Herr Detering, wie geht Bob Dylan mit dem Alter um?
Er hat schon als Junger versucht, wie ein 80-jähriger Blues-Musiker zu klingen, das war komisch. Als Milchgesicht auf seinem ersten Album singt Dylan: See that my Grave ist kept clean – Kümmert Euch um mein Grab. Wenig später schreibt er den Gedichtszyklus „Elf Entwürfe für meinen Grabstein“. Er agiert mit 20 wie ein Uralter. Jetzt mit 80 ist er so vital, so jung, heiter und beschwingt – das ist ein erstaunliches Schauspiel.
Was macht Dylan für sie so einmalig?
Das Eigenartige ist: Es wird immer gesagt, dass Dylan der Verwandlungskünstler und ein immer wieder Anderer ist. Das stimmt natürlich. Aber gerade darum ist es so eindrucksvoll zu sehen, wie er doch in einer geheimnisvollen Weise stets derselbe ist. Man hat das Gefühl, es immer mit einer einzigen Person zu tun zu haben, die unglaublich facettenreich ist.
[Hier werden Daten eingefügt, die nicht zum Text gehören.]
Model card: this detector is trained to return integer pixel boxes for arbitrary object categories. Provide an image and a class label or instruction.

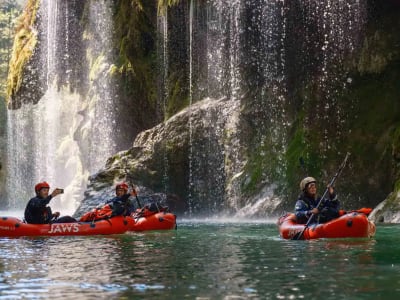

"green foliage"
[0,0,21,99]
[158,0,181,15]
[7,0,40,100]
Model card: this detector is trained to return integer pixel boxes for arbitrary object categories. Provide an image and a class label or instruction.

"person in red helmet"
[24,181,76,224]
[295,177,340,224]
[106,182,137,217]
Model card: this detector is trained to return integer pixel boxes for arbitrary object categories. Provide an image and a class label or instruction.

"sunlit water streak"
[0,220,400,299]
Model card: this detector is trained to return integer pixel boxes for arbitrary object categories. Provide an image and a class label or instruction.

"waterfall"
[157,0,366,213]
[6,0,116,214]
[83,0,118,173]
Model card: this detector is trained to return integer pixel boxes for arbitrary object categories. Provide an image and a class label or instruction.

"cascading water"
[157,10,169,193]
[83,0,118,173]
[159,0,365,216]
[6,0,115,214]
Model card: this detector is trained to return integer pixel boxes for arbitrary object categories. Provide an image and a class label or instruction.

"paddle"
[121,157,142,208]
[293,152,350,240]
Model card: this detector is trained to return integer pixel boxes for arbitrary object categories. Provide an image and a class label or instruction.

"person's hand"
[51,189,62,197]
[327,185,335,195]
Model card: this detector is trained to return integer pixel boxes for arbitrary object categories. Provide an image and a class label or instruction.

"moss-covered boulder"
[74,99,244,214]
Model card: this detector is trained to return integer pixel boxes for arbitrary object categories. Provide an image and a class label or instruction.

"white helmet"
[300,177,317,191]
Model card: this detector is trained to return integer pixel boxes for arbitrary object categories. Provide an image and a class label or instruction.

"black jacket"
[24,195,53,224]
[106,194,134,217]
[295,192,340,224]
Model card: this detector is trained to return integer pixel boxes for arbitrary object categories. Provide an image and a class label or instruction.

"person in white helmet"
[295,177,340,224]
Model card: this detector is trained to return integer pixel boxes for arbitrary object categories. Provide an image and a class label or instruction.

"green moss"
[7,0,40,101]
[158,0,181,15]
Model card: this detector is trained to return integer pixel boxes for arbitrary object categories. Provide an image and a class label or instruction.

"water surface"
[0,220,400,300]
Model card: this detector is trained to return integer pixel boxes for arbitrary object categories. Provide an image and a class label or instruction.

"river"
[0,212,400,300]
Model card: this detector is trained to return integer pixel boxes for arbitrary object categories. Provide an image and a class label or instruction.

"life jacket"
[131,202,169,218]
[79,204,112,222]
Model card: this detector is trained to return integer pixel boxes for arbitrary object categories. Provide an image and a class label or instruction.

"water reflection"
[0,222,400,299]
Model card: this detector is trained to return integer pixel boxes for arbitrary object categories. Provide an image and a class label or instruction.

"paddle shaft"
[121,157,142,208]
[295,152,350,240]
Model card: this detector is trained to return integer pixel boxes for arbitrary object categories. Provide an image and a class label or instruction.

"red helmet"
[115,182,129,191]
[35,181,50,193]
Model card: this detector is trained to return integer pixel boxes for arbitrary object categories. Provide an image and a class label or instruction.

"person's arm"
[31,195,53,208]
[295,200,311,219]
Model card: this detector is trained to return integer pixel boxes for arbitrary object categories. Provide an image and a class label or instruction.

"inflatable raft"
[79,204,176,231]
[0,216,135,237]
[129,211,176,231]
[278,210,376,240]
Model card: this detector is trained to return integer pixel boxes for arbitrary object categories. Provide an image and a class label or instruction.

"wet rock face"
[76,99,242,214]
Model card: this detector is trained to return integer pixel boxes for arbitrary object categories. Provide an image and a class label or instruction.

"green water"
[0,221,400,299]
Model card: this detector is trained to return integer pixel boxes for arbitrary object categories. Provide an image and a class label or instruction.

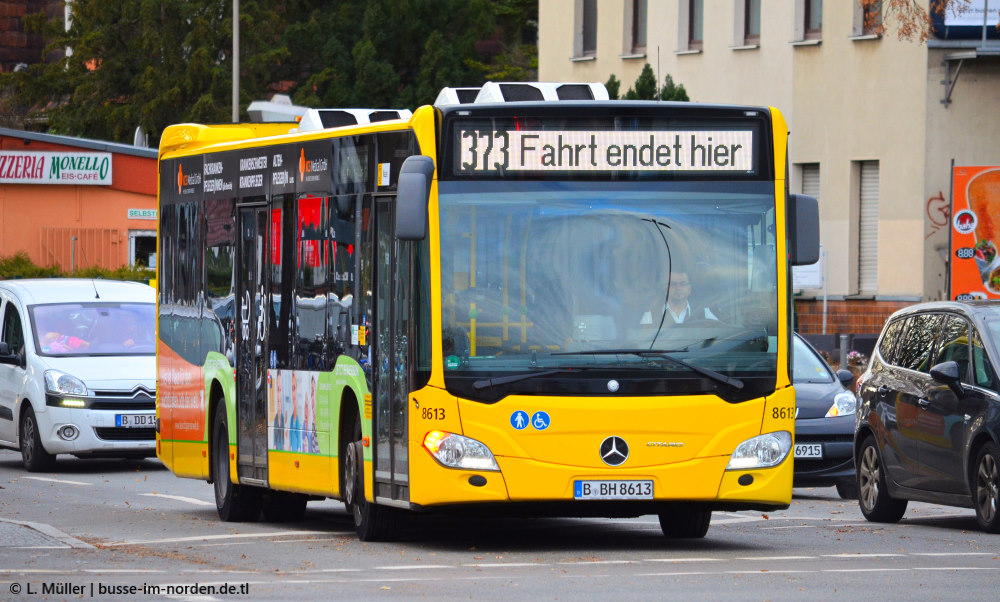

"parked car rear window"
[895,314,944,372]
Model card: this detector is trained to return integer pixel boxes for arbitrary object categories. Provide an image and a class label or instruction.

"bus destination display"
[455,128,754,175]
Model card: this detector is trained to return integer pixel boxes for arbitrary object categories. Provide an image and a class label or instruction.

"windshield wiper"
[552,349,743,390]
[472,368,584,391]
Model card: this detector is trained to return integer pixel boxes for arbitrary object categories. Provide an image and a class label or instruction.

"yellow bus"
[156,83,819,540]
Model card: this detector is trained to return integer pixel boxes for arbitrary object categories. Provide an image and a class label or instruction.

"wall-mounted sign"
[0,151,111,186]
[128,209,156,219]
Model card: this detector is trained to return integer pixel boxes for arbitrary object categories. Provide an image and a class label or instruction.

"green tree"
[620,63,690,101]
[0,0,538,143]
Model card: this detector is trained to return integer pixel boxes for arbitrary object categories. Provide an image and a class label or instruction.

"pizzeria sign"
[0,151,111,186]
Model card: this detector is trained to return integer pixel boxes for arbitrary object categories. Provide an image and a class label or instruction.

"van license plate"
[573,480,653,500]
[795,443,823,460]
[115,414,156,428]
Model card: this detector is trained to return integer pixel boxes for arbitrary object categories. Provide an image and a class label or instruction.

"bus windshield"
[439,181,778,401]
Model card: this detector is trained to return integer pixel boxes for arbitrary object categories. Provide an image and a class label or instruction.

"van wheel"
[342,418,399,541]
[660,506,712,539]
[973,442,1000,533]
[856,435,907,523]
[21,402,56,472]
[212,400,262,522]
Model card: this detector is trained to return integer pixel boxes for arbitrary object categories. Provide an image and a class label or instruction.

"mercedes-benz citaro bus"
[157,83,819,540]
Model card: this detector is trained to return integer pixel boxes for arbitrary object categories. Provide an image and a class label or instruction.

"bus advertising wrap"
[951,166,1000,300]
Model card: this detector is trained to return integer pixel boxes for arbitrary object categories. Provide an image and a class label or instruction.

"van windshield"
[28,302,156,357]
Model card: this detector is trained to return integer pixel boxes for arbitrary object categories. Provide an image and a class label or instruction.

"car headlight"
[726,431,792,470]
[45,370,87,395]
[424,431,500,471]
[826,391,858,418]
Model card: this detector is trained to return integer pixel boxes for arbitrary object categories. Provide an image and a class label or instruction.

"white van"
[0,278,156,472]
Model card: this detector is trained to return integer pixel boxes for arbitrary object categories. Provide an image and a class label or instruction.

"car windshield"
[29,302,156,357]
[792,336,834,383]
[439,181,778,398]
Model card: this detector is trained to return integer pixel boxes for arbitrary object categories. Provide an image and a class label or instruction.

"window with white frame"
[677,0,705,54]
[852,0,882,37]
[573,0,597,58]
[858,161,878,295]
[795,0,824,42]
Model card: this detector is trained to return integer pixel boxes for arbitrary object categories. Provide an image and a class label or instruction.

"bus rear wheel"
[660,506,712,539]
[343,418,399,541]
[212,401,261,522]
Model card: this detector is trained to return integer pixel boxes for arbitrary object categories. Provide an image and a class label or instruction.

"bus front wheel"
[343,418,398,541]
[660,506,712,539]
[212,401,261,522]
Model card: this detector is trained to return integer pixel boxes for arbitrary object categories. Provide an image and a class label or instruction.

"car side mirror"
[931,362,965,398]
[837,368,854,391]
[0,343,25,368]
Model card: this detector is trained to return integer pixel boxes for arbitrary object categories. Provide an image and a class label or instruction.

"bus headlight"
[424,431,500,471]
[726,431,792,470]
[45,370,87,396]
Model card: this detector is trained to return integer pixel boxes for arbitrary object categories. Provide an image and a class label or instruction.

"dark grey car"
[854,301,1000,533]
[792,333,857,499]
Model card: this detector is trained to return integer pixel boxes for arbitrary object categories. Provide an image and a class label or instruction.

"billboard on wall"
[951,166,1000,300]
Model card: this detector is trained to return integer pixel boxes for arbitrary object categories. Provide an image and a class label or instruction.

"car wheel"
[342,418,399,541]
[212,400,263,522]
[856,435,907,523]
[660,506,712,539]
[973,442,1000,533]
[837,478,858,500]
[21,402,56,472]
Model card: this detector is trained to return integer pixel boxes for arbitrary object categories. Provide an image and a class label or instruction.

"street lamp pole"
[233,0,240,123]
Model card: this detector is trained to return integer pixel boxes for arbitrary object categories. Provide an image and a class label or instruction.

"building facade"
[0,128,157,271]
[538,0,1000,334]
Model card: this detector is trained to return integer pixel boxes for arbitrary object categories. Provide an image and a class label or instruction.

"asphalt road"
[0,450,1000,600]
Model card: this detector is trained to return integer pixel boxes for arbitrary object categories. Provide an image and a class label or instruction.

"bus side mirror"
[786,194,819,265]
[396,155,434,240]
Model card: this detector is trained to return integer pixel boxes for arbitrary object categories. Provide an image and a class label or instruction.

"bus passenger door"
[372,197,413,503]
[236,206,270,485]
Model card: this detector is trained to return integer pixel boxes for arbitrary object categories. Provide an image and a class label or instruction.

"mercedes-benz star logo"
[601,437,628,466]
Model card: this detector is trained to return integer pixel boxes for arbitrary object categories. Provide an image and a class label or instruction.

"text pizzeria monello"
[0,151,111,186]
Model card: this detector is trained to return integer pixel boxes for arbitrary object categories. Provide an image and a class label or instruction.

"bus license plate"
[795,443,823,460]
[115,414,156,428]
[573,481,653,500]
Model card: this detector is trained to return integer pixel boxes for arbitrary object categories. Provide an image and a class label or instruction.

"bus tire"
[855,435,907,523]
[263,491,309,523]
[21,401,56,472]
[660,505,712,539]
[212,400,262,522]
[343,418,399,541]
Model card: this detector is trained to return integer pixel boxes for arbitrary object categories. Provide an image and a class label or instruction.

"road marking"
[459,562,547,569]
[735,556,819,560]
[823,554,906,558]
[101,531,330,548]
[139,493,215,506]
[375,564,455,571]
[557,560,635,566]
[21,477,93,486]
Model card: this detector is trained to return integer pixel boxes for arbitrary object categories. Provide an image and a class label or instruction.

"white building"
[538,0,1000,333]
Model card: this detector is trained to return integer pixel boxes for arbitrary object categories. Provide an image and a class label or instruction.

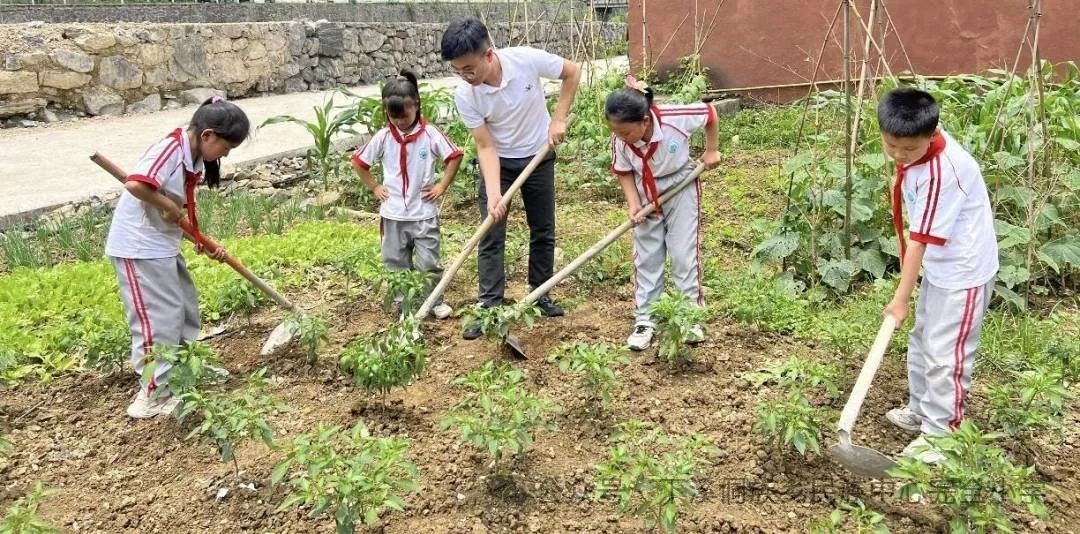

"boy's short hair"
[878,88,937,137]
[442,16,491,62]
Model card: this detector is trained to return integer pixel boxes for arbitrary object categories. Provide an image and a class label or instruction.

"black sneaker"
[537,295,564,317]
[461,321,481,341]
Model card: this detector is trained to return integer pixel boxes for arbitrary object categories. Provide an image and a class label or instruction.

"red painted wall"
[627,0,1080,101]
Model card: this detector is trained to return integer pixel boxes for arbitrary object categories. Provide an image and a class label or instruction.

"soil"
[0,163,1080,534]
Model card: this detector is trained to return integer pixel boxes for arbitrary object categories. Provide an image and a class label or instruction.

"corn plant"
[810,500,890,534]
[338,316,428,401]
[0,482,59,534]
[744,356,840,399]
[594,420,719,532]
[375,269,432,316]
[441,361,559,475]
[549,343,630,409]
[271,423,420,534]
[649,292,706,371]
[285,311,330,364]
[754,388,827,456]
[889,419,1052,534]
[178,369,287,475]
[0,228,45,269]
[259,96,356,189]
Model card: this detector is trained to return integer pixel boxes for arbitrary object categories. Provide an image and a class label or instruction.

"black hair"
[188,96,252,188]
[442,16,491,62]
[604,88,652,122]
[878,88,939,137]
[382,70,420,123]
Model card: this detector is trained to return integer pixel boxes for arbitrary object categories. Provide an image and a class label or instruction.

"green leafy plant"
[441,361,559,473]
[0,482,59,534]
[989,365,1070,437]
[889,419,1051,534]
[259,96,357,188]
[461,304,541,350]
[271,423,420,534]
[754,388,826,456]
[152,342,224,402]
[810,500,890,534]
[172,369,287,475]
[375,269,432,316]
[649,292,706,370]
[594,420,719,532]
[744,356,840,399]
[549,343,630,408]
[559,69,625,199]
[338,316,428,400]
[285,311,330,363]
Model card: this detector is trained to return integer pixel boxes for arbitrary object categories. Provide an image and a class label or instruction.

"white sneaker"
[127,388,180,419]
[626,322,656,350]
[885,406,922,432]
[431,303,454,320]
[686,324,705,345]
[900,433,945,464]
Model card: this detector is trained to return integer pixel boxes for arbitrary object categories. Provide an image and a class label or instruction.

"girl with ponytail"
[352,70,462,319]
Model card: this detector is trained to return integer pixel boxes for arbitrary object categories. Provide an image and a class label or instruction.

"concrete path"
[0,57,626,221]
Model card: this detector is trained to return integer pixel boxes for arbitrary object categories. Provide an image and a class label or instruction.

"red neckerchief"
[184,169,203,246]
[388,117,428,208]
[892,132,945,260]
[626,107,663,215]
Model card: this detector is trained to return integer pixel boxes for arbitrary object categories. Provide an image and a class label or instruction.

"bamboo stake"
[843,0,853,259]
[848,0,877,161]
[780,0,847,270]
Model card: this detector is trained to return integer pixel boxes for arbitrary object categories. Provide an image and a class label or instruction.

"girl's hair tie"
[624,75,649,93]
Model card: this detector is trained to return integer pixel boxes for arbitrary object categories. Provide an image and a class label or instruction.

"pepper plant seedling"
[271,423,420,534]
[549,342,630,409]
[649,292,706,371]
[172,369,288,475]
[594,420,719,532]
[285,311,330,363]
[338,316,428,402]
[441,361,559,475]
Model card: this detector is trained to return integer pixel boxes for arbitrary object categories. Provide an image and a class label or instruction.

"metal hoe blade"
[503,334,529,360]
[828,442,896,479]
[259,322,293,356]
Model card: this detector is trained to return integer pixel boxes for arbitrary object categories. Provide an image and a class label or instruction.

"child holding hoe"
[105,96,251,419]
[352,70,462,319]
[877,88,998,463]
[605,76,720,350]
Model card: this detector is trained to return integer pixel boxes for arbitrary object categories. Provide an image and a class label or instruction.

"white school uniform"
[105,128,203,392]
[894,131,998,436]
[352,118,462,304]
[611,104,716,324]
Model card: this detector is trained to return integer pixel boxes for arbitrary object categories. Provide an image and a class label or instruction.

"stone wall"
[0,0,588,24]
[0,22,626,117]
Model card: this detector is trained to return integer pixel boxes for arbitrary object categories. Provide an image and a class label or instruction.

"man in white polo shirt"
[442,18,581,339]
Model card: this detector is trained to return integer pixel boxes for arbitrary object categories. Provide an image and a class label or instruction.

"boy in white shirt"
[878,88,998,463]
[442,18,581,339]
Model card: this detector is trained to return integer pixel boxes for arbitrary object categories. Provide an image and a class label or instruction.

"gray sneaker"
[127,388,180,419]
[885,406,922,432]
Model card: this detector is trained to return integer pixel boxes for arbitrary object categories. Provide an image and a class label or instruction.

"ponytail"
[188,96,252,189]
[382,69,420,121]
[604,76,652,122]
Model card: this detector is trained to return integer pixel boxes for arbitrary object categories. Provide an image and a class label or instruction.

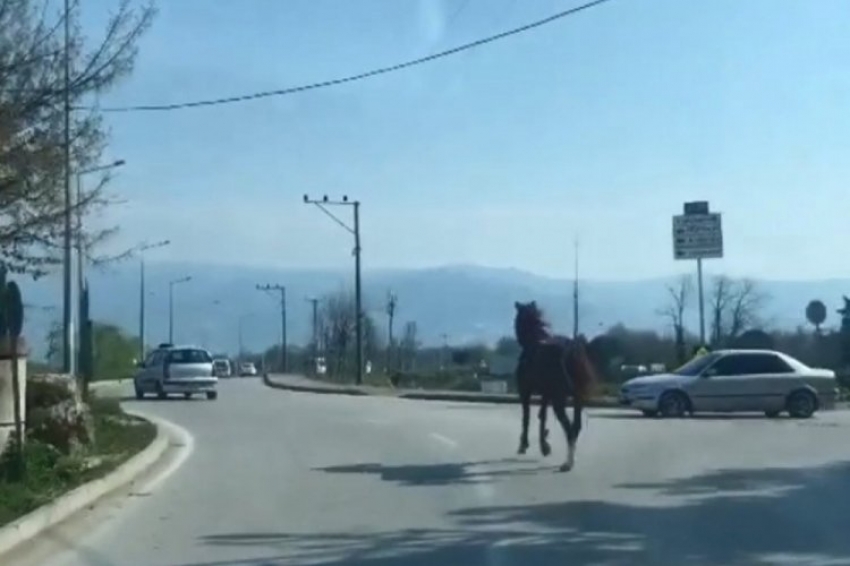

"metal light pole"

Das hat vor allem mit dieser Stimme zu tun.
Woran machen Sie das fest?
In einem Gedicht des jungen Dylan heißt es: „Wenn Du deinen wahren Namen sagen sollst, gib ihn niemals preis. So oft Dylan seine Rollen gewechselt hat – in dem Vers steckt die Überzeugung, dass es so etwas wie eine innere Person gibt, die man nicht aussprechen kann. Bei Dylan wird das hörbar in dieser Stimme, die in so vielen Varianten hörbar geworden und doch immer ganz seine eigene ist. Ein Kritiker des „Rolling Stone“ hat mal geschrieben: Die größte Gabe des lieben Gottes an Bob Dylan ist seine Stimme. Das ist wahr. Wie er intonieren und phrasieren, seine Verwundbarkeit zeigen, höhnen, zart und aggressiv sein kann - in dieser gebrochenen, nie reinen, aber immer eindringlichen Art zu singen. Da ist vielleicht dieser Kern, den man nicht aussprechen, sondern nur spüren kann.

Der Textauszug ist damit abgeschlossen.